A Comissão parlamentar de Educação está a discutir e a votar na especialidade as alterações ao Estatuto do Aluno do Ensino Básico e Secundário aprovadas pelo Governo em Abril passado.

As alterações ao diploma aprovadas pelo Governo já previam a realização de uma prova pelos alunos que ultrapassassem o limite de faltas injustificadas, mas definia que o estudante chumbava caso não aprovasse no exame.

O PS insistiu, no debate de hoje, em que o objectivo não passa por premiar os alunos faltosos e que esta é antes uma forma de os integrar na escola, funcionando como um mecanismo de diagnóstico, para dar uma resposta pedagógica adequada.

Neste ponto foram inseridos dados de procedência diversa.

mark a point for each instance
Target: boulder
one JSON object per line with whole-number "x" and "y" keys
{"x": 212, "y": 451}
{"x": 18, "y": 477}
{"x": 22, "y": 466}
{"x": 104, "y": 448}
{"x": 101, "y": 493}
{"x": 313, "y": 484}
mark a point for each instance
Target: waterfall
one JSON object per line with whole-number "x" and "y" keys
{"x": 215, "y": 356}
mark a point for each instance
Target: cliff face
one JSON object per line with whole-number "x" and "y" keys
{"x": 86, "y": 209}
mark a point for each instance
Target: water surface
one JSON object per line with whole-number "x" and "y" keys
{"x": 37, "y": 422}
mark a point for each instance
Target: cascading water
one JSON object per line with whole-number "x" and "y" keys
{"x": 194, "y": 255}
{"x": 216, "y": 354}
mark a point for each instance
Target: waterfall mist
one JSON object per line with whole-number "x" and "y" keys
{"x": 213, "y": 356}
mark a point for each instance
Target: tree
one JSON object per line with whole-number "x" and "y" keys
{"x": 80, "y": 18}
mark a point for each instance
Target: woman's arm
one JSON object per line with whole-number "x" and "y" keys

Contudo, os argumentos do partido socialista não convenceram a oposição e em especial o CDS-PP.

Desta forma «não existe consequência para quem falta indiscriminadamente, nem nada impede que um aluno faltoso continue a realizar provas sucessivas», considerou o deputado José Paulo Carvalho, do CDS-PP.

«Até se define aqui um princípio interessante, mas estamos a aprovar normas que o vão destruir», afirmou.

Na opinião do deputado «há aqui a introdução de um princípio de lascismo», uma vez que não há a distinção entre quem falta por algum percalço e quem falta por vontade própria.

No final do debate José Paulo Carvalho reiterou a posição do CDS-PP e garantiu que enquanto o Partido Socialista continuar a insistir na realização da prova de recuperação, sem alterar o modelo de faltas injustificadas, o CDS-PP continuará a votar contra.